The application of a diode laser in LLLT showed superior improvement to the mean value of VAS scores in the IAS group during the first 3 days of treatment. The previous result can be explained by the diameter of the optic fiber of the device used (200 µm for the IAS group and 8 mm for the LLLT group), as the application of the laser in LLLT included a wider area than its application within the canal. The previous result differed from Ismail’s study, where the previous study found that the application of the diode laser in LLLT was better than its application as an IAS only on the first day of treatment [31]. The reason may attribute to the fact that the study of Ismail and colleagues included symptomatic and asymptomatic cases and using diode laser 910 nm.

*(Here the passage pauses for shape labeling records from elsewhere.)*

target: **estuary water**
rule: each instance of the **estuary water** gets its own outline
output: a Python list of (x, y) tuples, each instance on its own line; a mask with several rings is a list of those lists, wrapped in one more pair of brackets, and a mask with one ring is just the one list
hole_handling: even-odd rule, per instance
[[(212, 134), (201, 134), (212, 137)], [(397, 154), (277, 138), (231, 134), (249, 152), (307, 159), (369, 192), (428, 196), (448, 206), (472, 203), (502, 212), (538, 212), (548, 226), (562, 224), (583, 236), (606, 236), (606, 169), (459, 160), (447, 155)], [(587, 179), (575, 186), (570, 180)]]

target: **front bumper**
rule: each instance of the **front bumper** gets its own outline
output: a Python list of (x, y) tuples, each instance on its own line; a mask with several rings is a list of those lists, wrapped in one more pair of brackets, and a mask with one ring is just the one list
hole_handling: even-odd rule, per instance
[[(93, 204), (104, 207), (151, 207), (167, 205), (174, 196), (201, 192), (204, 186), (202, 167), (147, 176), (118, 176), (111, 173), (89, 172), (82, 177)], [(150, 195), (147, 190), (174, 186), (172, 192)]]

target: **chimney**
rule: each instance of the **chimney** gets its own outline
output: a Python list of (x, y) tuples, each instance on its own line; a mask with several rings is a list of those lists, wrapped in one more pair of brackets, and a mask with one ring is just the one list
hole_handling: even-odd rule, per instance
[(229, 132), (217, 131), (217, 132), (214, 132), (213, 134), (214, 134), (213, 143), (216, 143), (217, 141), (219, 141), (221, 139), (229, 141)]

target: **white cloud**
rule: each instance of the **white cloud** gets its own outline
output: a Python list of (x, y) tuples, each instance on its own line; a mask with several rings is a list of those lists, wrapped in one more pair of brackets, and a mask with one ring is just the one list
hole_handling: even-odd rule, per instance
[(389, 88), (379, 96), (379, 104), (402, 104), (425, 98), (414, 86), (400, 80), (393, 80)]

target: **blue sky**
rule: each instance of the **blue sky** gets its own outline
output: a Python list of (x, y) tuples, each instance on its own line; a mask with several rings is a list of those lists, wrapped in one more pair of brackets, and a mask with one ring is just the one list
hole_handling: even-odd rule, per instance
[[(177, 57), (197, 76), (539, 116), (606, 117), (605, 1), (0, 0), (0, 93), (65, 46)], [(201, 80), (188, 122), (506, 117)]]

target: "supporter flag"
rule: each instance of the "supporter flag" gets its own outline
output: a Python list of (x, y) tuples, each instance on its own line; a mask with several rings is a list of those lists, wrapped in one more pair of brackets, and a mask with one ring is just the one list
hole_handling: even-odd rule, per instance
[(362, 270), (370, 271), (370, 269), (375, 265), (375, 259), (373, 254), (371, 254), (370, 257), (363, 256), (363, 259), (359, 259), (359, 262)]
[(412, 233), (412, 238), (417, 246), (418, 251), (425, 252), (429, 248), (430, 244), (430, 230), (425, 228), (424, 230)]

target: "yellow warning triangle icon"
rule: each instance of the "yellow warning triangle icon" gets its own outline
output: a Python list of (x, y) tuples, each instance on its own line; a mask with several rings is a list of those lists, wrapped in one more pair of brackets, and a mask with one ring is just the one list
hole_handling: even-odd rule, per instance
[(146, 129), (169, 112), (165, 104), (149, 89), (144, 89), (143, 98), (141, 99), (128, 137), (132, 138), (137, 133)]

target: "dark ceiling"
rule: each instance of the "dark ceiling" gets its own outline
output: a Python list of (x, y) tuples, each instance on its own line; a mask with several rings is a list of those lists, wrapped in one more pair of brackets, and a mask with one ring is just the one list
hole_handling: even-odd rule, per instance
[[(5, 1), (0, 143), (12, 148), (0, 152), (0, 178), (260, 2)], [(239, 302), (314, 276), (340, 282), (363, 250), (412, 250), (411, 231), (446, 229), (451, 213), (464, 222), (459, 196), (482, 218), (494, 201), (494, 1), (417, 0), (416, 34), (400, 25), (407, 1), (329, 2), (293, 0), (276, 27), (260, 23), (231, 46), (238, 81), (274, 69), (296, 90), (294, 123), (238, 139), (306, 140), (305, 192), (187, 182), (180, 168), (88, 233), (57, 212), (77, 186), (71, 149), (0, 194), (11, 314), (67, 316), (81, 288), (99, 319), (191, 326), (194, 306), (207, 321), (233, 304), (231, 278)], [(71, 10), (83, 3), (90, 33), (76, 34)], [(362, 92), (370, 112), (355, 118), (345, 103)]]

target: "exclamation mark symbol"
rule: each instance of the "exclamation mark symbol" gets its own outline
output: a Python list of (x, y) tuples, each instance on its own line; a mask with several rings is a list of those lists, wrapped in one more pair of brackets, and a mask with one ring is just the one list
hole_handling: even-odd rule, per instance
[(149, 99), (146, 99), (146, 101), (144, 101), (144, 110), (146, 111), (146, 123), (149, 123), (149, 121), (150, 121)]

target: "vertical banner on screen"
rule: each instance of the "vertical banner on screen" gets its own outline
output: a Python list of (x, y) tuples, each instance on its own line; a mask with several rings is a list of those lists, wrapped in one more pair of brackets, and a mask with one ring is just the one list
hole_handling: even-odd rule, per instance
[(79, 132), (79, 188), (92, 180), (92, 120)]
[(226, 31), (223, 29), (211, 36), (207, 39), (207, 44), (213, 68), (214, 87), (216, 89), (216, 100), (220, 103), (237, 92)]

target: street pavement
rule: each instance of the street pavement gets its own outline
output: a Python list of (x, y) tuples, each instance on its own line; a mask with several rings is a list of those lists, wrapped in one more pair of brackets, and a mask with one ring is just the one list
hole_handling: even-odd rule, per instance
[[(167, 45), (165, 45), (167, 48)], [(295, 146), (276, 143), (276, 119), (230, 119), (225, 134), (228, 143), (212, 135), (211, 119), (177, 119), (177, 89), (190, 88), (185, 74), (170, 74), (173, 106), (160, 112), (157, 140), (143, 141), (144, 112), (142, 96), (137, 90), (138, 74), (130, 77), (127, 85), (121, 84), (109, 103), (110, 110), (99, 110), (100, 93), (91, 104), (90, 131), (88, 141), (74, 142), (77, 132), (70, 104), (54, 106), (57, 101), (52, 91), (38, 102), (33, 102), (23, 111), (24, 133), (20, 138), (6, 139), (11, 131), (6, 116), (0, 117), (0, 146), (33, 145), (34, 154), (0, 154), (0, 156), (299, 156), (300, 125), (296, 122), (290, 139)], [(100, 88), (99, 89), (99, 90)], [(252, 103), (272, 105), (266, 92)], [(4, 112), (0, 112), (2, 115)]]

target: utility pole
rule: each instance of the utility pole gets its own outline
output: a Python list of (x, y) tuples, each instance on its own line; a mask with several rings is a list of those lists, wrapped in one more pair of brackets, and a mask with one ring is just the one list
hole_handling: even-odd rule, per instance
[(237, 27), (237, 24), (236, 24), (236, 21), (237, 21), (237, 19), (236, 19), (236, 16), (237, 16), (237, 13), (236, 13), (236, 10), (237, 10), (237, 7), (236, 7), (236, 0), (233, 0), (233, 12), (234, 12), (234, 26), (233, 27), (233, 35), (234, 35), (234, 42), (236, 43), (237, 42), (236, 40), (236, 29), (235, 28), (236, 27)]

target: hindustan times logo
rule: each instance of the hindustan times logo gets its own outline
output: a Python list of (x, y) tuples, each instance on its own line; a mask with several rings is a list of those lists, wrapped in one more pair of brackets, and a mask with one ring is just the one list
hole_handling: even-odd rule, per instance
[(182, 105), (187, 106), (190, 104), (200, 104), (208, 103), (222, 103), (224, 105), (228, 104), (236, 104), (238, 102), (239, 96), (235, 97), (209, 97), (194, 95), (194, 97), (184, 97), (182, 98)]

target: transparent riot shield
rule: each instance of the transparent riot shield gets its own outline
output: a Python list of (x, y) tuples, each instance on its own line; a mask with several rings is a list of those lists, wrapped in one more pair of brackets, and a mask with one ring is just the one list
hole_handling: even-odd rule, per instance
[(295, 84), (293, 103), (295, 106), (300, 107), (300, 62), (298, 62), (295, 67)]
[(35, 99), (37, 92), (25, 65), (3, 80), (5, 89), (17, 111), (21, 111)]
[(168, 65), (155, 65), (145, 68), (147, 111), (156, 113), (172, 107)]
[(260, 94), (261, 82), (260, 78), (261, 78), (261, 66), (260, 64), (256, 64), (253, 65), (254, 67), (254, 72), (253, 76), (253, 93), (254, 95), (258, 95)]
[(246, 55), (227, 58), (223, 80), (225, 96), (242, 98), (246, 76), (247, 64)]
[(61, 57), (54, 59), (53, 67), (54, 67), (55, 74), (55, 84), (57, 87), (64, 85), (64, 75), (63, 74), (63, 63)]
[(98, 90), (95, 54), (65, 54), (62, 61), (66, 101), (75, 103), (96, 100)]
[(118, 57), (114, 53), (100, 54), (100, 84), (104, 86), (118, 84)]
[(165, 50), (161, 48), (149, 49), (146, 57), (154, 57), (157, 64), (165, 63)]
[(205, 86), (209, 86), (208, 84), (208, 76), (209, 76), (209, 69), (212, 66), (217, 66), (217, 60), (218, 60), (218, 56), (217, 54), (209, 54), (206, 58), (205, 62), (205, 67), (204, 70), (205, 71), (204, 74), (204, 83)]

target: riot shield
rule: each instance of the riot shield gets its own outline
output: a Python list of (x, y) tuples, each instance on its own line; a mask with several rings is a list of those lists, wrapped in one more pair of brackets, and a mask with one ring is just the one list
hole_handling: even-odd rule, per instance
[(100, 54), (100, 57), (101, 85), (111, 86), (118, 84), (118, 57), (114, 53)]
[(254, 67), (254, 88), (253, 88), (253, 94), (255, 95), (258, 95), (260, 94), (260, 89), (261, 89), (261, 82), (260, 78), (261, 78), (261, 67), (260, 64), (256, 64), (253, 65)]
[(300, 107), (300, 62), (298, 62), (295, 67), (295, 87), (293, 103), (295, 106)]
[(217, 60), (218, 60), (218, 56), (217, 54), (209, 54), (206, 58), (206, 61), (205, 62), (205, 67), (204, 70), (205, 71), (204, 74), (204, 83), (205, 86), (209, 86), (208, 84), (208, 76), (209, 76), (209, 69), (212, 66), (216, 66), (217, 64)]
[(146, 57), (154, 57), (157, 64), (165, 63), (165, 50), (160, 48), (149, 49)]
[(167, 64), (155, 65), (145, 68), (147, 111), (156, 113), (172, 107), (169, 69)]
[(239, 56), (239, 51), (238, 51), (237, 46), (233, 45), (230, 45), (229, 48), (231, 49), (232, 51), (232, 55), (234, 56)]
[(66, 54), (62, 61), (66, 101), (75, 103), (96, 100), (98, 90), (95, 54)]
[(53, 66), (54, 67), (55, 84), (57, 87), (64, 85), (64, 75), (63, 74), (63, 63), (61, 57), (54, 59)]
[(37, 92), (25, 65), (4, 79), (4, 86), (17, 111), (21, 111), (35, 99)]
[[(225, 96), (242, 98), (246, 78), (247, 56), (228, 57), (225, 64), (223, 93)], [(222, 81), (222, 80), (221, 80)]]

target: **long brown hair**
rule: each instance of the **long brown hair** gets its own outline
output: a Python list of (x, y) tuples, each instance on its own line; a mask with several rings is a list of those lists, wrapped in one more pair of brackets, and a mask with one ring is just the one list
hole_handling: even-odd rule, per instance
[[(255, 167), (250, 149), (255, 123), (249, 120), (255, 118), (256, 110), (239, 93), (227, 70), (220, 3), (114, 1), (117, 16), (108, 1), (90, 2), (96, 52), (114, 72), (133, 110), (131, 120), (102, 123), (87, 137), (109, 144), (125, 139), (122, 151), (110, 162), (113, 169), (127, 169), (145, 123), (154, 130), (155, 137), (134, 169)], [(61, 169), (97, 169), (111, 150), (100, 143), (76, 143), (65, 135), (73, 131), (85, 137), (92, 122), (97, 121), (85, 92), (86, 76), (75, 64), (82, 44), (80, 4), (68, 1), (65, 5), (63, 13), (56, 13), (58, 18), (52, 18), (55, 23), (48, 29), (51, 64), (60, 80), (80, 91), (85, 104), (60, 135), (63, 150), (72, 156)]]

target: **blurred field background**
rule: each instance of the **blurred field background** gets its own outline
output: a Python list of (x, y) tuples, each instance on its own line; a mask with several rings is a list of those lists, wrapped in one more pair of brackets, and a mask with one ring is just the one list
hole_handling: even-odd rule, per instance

According to the current results, the diode laser as an IAS and LLLT together group showed the lowest postoperative pain mean values compared to the LLLT group alone and IAS group alone through three days of treatment, and compared to the no laser application group through fourteen days of treatment. This result may be explained by the hypothesis that the greater the area exposed to various diode laser methods, the more effective the reduction of postoperative pain. Additionally, the combination of the two previous described effects of both IAS and LLLT at the same time led to better results.

Although both forms of intra-canal and extra-canal laser application have the same effect in relieving the postoperative pain after 3 days of treatment, the intra-canal application seems to be easier because it also activates the irrigants and thus shortens the treatment steps.

Despite our best attempts to standardize the criteria of the patients included in the current study, there were problems represented in the pain of the infiltration anesthesia and gingival pain resulting from the rubber dam clamp, which might affect pain assessment, especially on the next day after treatment. Moreover, since the previous study was a clinical study, it was not possible to standardize the apical diameters of the teeth included in the patients, so we only relied on expanding the apical foramen to three measurements of its basic diameter, and therefore the amount of expansion was not associated with the postoperative pain severity. In addition, not all cases of asymptomatic necrotic incisors were suitable for single-visit treatment, as some cases were not obturated in the same visit because the canals were not dried; these cases required a calcium hydroxide dressing that could mask the pain caused by irrigants activation [38], which forced us to exclude these cases from the current study.

Therefore, with numerous cases excluded, the opportunity to incorporate a control group utilizing a placebo or mock laser to explore psychological effects was precluded.

A further limitation is the subjective nature of the VAS, although the VAS has been used extensively in studies assessing postoperative pain, objective measurements like the initial periapical lesion size of the samples could be add.

Further studies with double-blinded, controlled with placebo, and with different pulp and periapical statues are required to prove the diode laser efficacy in postoperative pain relief. Moreover, it is mandatory to assess the relationship between the diode laser application method used and periapical lesion healing of necrotic teeth.

Conclusion

Within the above-mentioned limitations of this randomized clinical trial, the results showed that diode laser 810 nm can reduce the postoperative pain of necrotic teeth with large-sized apical lesions; diode laser as an IAS has favorable effects in reducing postoperative pain compared to no laser application during three days of treatment. Moreover, diode laser in LLLT has favorable effects in reducing postoperative pain compared to IAS during three days of treatment, and the usage of both techniques together represents the best protocol for postoperative pain relief during fourteen days of treatment.